Since moving Butch’s Dry Dock to its current address at 44 E. 8th Street—in what was once a sprawling downtown butcher shop—Reckley and TerHaar have gradually adapted the interior to include new restaurant segments designed to evoke different moods. In 2017, SVB + Reckley Architects collaborated once more with TerHaar to expand and upgrade the wine and craft cocktail bar as a contemporary evening destination working in tandem with the New American Cuisine-inspired menu.
From floor to ceiling, textural details surround sleek furnishings and dim lighting to create a fresh, elegant take on the modern lounge. Speckled wood floorboards are accompanied in some areas by dark brick flooring in herringbone patterns, and cream-colored tin ceilings featuring delicate patterns provide a crisp parallel. To update the bar, Reckley proposed a black tile base for durability, completed with a zinc metal slab framed in black wood on top. Glass tiles behind bottle displays reflect LED lighting from fixtures formed by metal bands wrapped into orbs. An assortment of low and high-top tables—some with cushioned banquettes and others with window seats—provide seating variety and finish the comfortable atmosphere.
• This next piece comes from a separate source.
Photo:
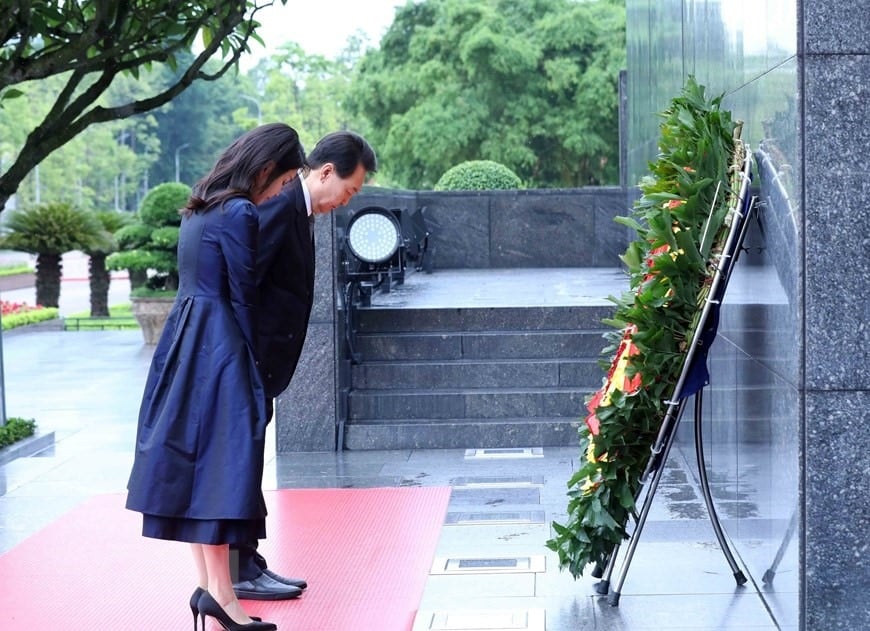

“[Reckley] has a good ability of creating the space to fit the attitude of the offering,” TerHaar said. “Initially, the feeling was different; and as we evolved and remodeled, we managed to bring other [elements in] so that it has a finer, elegant feel. I think he has a really good ability to fit the atmosphere to the offering.”
The cocktail lounge is one of five designed experiences within Butch’s Dry Dock. It is joined by the initial fine dining area dressed in white linens and natural light, and a patio enclosure with views of a nearby college and church, designed for enjoyment on casual summer nights. On the lower level, Reckley designed a banquet-style cellar: a long 26-seat room framed by murals of a vineyard at dusk and a cloudy sky lit from within. A little over a year ago, Reckley and TerHaar created a new experience called Butch’s Ondergrond in the belly of the building: a classic speakeasy-inspired lounge featuring low ceilings, rough wood details, and black metal piping.
“The thing about going to Butch’s is you really have five different experiences that you can have,” Reckley said. “One of my favorite things about it is I know I can always go there. Whatever experience I’m looking for in that day, it’s at Butch’s.”
A variety of spatial selections mirror the establishment’s diverse catalogue of wine—more than 800 bottles—and a menu that continues to adapt with culinary trend and kitchen creativity—currently under direction of Chef Ryan Boersema. As a space housing many programmatic elements, design personalities, and memories, Butch’s Dry Dock is a project exemplifying Reckley’s ability to create lasting relationships with clients founded on trust and design intuition.
SVB + Reckley Architects has completed a diverse array of projects that differ in size, scope, location, and industry. Regardless the project typology, Reckley’s process begins with a careful consideration of the client’s needs, the potential for a lasting relationship, and the end goal of utilizing architecture to satisfy passion.
“I think Butch’s is an example of a long-term relationship, which is what we try to establish with our clients,” Reckley said. “I’ve done work with Butch for 25 years; it’s a repeat relationship that shows respect from both sides. For a restaurant to be around for 25 years is saying something in itself. Butch’s has gone through recession, changes in food attitude, and what people look at for entertainment. I respect that he’s been able to move through that and stay ahead of the game. It’s a long-term relationship which, I think, shows a lot about both the restaurant and SVB Reckley.”